Tim Docking: It is time to act. As we build our landscape and talk to our clients in the investment community, what we find is that they want to see action. They want to see bankable deals and investment. They see this as a new frontier, but one that will only open up when we see more focus and research, collaboration and ultimately deal flow. And as we help to move money off the sidelines we intend to create a narrative that proves refugees and their hosts are investable.
SOCAP: What do you hope will grow out of the Refugee Track sessions at SOCAP18?
John Kluge: As Tim said, we want to see a commitment to action. And that would mean philanthropic funders, impact investors, institutional capital getting into the space- not just committing, but mobilizing their dollars. We’ve seen a lot of money sit on the sidelines. It’s time to get off the sidelines and into the game. This October, we’d like to see deals advanced through dialogue and capitalized by the end of the year. If we can say by January that deals that were part of discussions at SOCAP in October are now moving through due diligence and we see capital getting off the sidelines and into these markets and supporting refugee led businesses, and businesses that are hiring refugees, I think that will be a huge success. In the meantime, we’re building an infrastructure to help support and mobilize more capital to do exactly that.
We are supporting the refugee investment market at a global level, but we also have specific regional focus areas: Jordan, Mexico, and Kenya. We hope to see more deals in those areas. The Mexican government put out a call to action in economic development and investment opportunities for forced migrants and deportees. We think that there are a number of deals that could help with that work. In Kenya we are already seeing social cohesion and relationships improving between the local citizens and refugees through informal commerce. What happens if we can accelerate that by bringing in more capital, technical assistance, and a favorable policy environment? What impact could new partnerships with OPIC or the IFC have?
For those of you who already have investments in emerging markets, think about how you can take your existing equity or debt positions, and use those to incentivize hiring practices for refugees. For asset managers looking to expand their client base, consider that there’s a growing demand for refugee-supporting investments. What products are you offering? For businesses, in search of higher retention rates, hire refugees. This is the beginning of a new market. Let’s grow it together.
Tim Docking: I think our work on refugees is just one manifestation of what we hope will become a trend. That trend is bringing the private sector’s knowledge, innovation, resources (both financial and human), to bear on these incredible global issues, which are too big for any one entity, from the humanitarian community, the public sector, or the development community to deal with alone. We need to come together in new and thoughtful ways to tackle challenges like the global refugee crisis.

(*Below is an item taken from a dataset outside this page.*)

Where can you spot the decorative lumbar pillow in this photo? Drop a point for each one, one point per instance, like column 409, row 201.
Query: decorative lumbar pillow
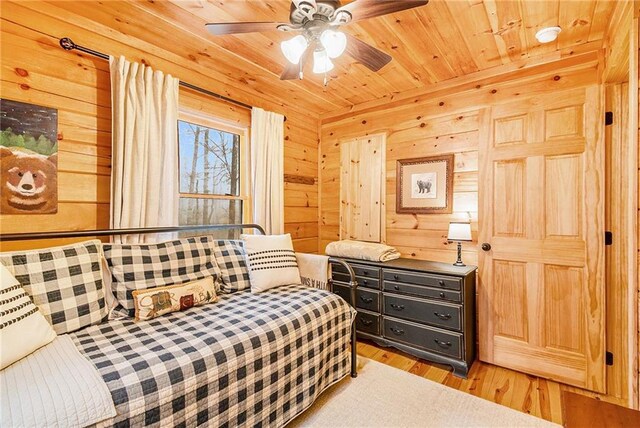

I believe that the private sector has been the missing link in solving many of these problems in the past. And while it wasn’t always entirely welcome at the table in the past, it is today. Look at the UN’s Sustainable Development Goals (SDGs). Every one of those goals is predicated on the participation and engagement of the private sector.
The development and humanitarian communities have turned a corner, I believe, in their openness and interest to work with the private sector. The private sector needs to respond. I’m not talking about writing checks, but rather taking a proactive, leadership role in the conversation. Actively innovating, engaging, investing, and advancing the cause of sustainable social and economic development.